Philadelphia Phillies: What Would Return to Ace Form by Roy Halladay Give Phils?
March 14, 2013 by PHIL KEIDEL
Filed under Fan News
During Roy Halladay‘s time in Philadelphia, as he has gone so has his club.
Halladay joined the Phillies in 2010. He won 21 games, with nine complete games and four shutouts. He threw 250.2 innings. His strikeout-to-walk ratio was 7.3.
All of these numbers led the National League, and Halladay won the 2010 National League Cy Young Award. In a related story, the Phillies won 97 games that year.
And there was that little matter of the no-hitter he threw at the Cincinnati Reds in their 2010 National League Division Series.
Sure, the San Francisco Giants touched him up some (most notably Cody Ross) in the National League Championship Series. But the entire Phillies team had to answer for that series loss.
A year later, Halladay was again very special. Nineteen wins, eight complete games and 233.2 more strong innings. His team won a franchise-record 102 games.
And while he took the loss in Game 5 of the 2011 National League Division Series against the St. Louis Cardinals, he went eight innings in that game and gave up one run. Again, his team lost, but he could hardly be blamed.
Even after earning $15.7 million in 2010 and $20 million in 2011, Halladay outperformed his contract in both of those seasons.
2012, of course, was another matter entirely.
Halladay came crashing down to earth last season.
Fresh off that 2010 National League Cy Young Award and finishing runner-up in that voting the next season, Doc posted this line: 11-8, 4.49 ERA, a half-dozen starts missed and a strikeout-to-walk ratio of 3.67, his worst since 2007.

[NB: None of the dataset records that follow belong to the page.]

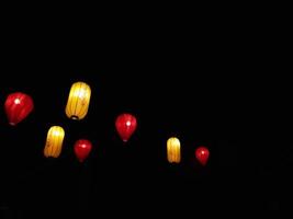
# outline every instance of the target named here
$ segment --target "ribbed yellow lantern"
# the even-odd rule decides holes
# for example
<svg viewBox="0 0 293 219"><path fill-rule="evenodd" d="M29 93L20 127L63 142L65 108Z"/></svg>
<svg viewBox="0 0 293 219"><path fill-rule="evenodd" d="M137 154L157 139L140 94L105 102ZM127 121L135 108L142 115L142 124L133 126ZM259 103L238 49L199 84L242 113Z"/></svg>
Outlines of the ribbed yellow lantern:
<svg viewBox="0 0 293 219"><path fill-rule="evenodd" d="M58 158L63 149L65 131L60 126L52 126L47 134L46 145L44 148L44 155L46 158Z"/></svg>
<svg viewBox="0 0 293 219"><path fill-rule="evenodd" d="M77 120L84 118L89 110L90 97L91 89L87 83L74 83L65 110L67 117Z"/></svg>
<svg viewBox="0 0 293 219"><path fill-rule="evenodd" d="M167 155L169 163L180 163L180 141L176 137L171 137L167 141Z"/></svg>

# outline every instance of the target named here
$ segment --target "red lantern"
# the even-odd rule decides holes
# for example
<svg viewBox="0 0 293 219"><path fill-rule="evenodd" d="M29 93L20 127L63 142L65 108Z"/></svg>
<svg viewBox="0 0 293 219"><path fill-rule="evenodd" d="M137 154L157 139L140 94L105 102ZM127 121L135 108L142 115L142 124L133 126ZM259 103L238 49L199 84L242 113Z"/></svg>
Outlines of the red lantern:
<svg viewBox="0 0 293 219"><path fill-rule="evenodd" d="M124 113L116 118L115 126L121 139L126 142L135 131L137 122L133 115Z"/></svg>
<svg viewBox="0 0 293 219"><path fill-rule="evenodd" d="M206 165L209 157L210 151L204 146L201 146L195 150L195 158L198 159L198 161L200 161L202 165Z"/></svg>
<svg viewBox="0 0 293 219"><path fill-rule="evenodd" d="M15 126L33 111L34 102L30 95L15 92L8 95L4 108L9 124Z"/></svg>
<svg viewBox="0 0 293 219"><path fill-rule="evenodd" d="M79 162L83 162L86 158L88 158L90 151L91 151L91 142L86 139L77 140L75 143L75 153L77 155L77 159Z"/></svg>

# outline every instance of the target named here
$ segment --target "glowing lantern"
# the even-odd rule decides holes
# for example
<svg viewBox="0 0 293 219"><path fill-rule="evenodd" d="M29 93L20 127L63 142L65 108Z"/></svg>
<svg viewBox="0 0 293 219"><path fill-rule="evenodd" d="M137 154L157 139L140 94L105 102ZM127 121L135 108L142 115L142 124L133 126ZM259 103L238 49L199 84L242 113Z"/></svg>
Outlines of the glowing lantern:
<svg viewBox="0 0 293 219"><path fill-rule="evenodd" d="M44 155L46 158L58 158L63 149L65 131L60 126L52 126L47 134L47 140L44 148Z"/></svg>
<svg viewBox="0 0 293 219"><path fill-rule="evenodd" d="M180 141L178 138L172 137L167 141L167 155L169 163L180 163Z"/></svg>
<svg viewBox="0 0 293 219"><path fill-rule="evenodd" d="M33 111L34 102L30 95L15 92L8 95L4 108L9 124L15 126Z"/></svg>
<svg viewBox="0 0 293 219"><path fill-rule="evenodd" d="M195 150L195 158L202 165L206 165L210 157L210 151L207 148L201 146Z"/></svg>
<svg viewBox="0 0 293 219"><path fill-rule="evenodd" d="M87 83L74 83L65 110L67 117L77 120L84 118L89 110L90 97L91 89Z"/></svg>
<svg viewBox="0 0 293 219"><path fill-rule="evenodd" d="M116 118L115 126L121 139L126 142L134 134L137 122L133 115L124 113Z"/></svg>
<svg viewBox="0 0 293 219"><path fill-rule="evenodd" d="M79 162L83 162L86 158L88 158L91 151L91 142L86 139L77 140L75 143L75 153L79 160Z"/></svg>

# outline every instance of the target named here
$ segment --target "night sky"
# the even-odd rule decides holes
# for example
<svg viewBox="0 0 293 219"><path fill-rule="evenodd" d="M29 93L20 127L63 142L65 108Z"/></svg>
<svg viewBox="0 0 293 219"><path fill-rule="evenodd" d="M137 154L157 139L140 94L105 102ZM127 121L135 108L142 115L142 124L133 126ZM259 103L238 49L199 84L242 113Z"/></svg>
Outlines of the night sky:
<svg viewBox="0 0 293 219"><path fill-rule="evenodd" d="M292 122L291 88L267 74L278 64L260 55L262 46L244 36L201 35L196 43L168 34L114 35L104 35L105 44L78 46L67 37L46 44L22 37L5 49L1 214L139 218L138 212L238 216L290 208L293 152L284 126ZM79 122L65 114L76 81L92 90L88 115ZM15 91L30 94L35 108L12 127L3 104ZM124 112L138 123L127 143L114 127ZM60 157L46 159L53 125L64 127L66 137ZM180 164L167 161L167 140L173 136L181 141ZM93 145L83 163L72 150L80 138ZM206 166L195 160L199 146L210 149Z"/></svg>

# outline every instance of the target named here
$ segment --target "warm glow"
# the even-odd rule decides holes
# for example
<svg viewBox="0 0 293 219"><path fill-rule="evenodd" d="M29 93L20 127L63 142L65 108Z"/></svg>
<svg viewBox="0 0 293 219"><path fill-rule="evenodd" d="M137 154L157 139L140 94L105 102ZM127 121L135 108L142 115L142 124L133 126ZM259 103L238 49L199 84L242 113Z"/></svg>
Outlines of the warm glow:
<svg viewBox="0 0 293 219"><path fill-rule="evenodd" d="M115 122L116 130L124 142L127 142L137 127L136 117L128 113L117 116Z"/></svg>
<svg viewBox="0 0 293 219"><path fill-rule="evenodd" d="M20 99L15 99L15 100L14 100L14 103L15 103L15 104L20 104L20 103L21 103L21 100L20 100Z"/></svg>
<svg viewBox="0 0 293 219"><path fill-rule="evenodd" d="M178 138L169 138L167 141L167 155L170 163L180 163L180 141Z"/></svg>
<svg viewBox="0 0 293 219"><path fill-rule="evenodd" d="M49 128L44 148L44 155L46 158L58 158L61 153L63 140L65 131L60 126L53 126Z"/></svg>
<svg viewBox="0 0 293 219"><path fill-rule="evenodd" d="M4 108L9 124L15 126L31 114L34 108L34 102L30 95L14 92L8 95Z"/></svg>
<svg viewBox="0 0 293 219"><path fill-rule="evenodd" d="M77 120L84 118L89 110L90 97L91 89L87 83L74 83L65 110L67 117Z"/></svg>

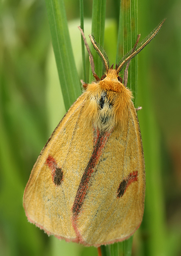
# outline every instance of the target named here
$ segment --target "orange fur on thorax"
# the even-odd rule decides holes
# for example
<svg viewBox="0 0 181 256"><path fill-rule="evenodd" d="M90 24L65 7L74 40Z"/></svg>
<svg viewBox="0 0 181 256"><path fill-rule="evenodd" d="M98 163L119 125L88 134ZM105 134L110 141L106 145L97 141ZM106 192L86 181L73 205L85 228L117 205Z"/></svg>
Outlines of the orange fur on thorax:
<svg viewBox="0 0 181 256"><path fill-rule="evenodd" d="M105 106L100 110L98 102L105 92L107 93L106 99L112 103L112 107ZM95 127L100 130L110 130L117 125L126 124L133 96L131 92L118 81L115 70L109 70L103 80L88 84L85 93L85 117L93 123ZM100 121L103 113L110 117L104 126L101 125Z"/></svg>

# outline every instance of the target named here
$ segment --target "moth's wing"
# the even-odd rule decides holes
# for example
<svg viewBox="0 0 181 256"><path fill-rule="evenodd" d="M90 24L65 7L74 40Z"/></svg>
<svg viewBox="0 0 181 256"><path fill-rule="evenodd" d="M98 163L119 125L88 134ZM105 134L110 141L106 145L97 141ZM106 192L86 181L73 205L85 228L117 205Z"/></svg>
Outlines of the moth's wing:
<svg viewBox="0 0 181 256"><path fill-rule="evenodd" d="M53 132L33 167L23 197L30 221L48 234L75 242L71 208L93 143L92 128L84 127L82 116L85 100L83 93Z"/></svg>
<svg viewBox="0 0 181 256"><path fill-rule="evenodd" d="M90 181L77 221L85 244L98 246L124 240L136 231L142 221L145 166L133 104L129 120L124 128L115 128L110 135ZM128 180L129 183L126 187ZM120 197L119 188L123 194Z"/></svg>

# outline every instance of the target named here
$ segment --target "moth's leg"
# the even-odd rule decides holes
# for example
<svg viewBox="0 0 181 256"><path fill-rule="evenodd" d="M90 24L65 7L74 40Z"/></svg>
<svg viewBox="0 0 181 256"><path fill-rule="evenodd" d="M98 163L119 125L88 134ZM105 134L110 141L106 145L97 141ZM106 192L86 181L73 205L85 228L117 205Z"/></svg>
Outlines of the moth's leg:
<svg viewBox="0 0 181 256"><path fill-rule="evenodd" d="M138 44L138 43L139 39L140 38L140 34L138 35L137 39L136 42L134 45L134 47L133 49L133 51L134 51L135 49L136 46ZM127 63L126 66L126 68L125 69L125 71L124 72L124 78L123 78L123 81L124 81L124 84L125 87L127 87L127 84L128 83L128 68L129 67L130 60Z"/></svg>

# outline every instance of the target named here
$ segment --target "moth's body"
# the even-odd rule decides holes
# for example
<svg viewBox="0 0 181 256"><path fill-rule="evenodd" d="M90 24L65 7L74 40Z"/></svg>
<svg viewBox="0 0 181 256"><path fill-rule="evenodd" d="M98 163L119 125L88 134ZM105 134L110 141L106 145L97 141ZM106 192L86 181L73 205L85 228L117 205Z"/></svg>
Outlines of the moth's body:
<svg viewBox="0 0 181 256"><path fill-rule="evenodd" d="M145 190L142 142L131 92L119 73L125 65L127 71L164 20L138 44L137 40L115 69L90 36L105 68L101 80L80 29L97 82L88 84L53 132L23 197L29 221L48 234L99 246L128 238L140 225Z"/></svg>
<svg viewBox="0 0 181 256"><path fill-rule="evenodd" d="M24 196L30 222L87 246L121 241L138 229L145 172L131 98L115 70L88 85L34 167Z"/></svg>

Not surprisingly, with their most-accomplished pitcher struggling so mightily, the Phillies won as many as they lost in 2012.
The simplest answer to the question of what a return to form by Halladay would mean for the Phillies is expressed in one word: everything.
If Halladay can muster one more season where he makes (and goes deep into) most of his starts, the Phillies’ plan of having three legitimate stoppers at the top of the rotation as they did in 2011 can be deployed again to devastating effect.
How important is Halladay to the 2013 Phillies? When he got cuffed around by the Detroit Tigers this week, it made not just local but also national news.
Only Halladay knows if his reduced velocity this spring is truly a case of him needing to build arm strength or, sadly, arm speed forever lost.
But the Phillies’ records with Halladay at the top of the rotation have followed pretty closely with his successes and failures.
There is no compelling reason to believe 2013 will be any different.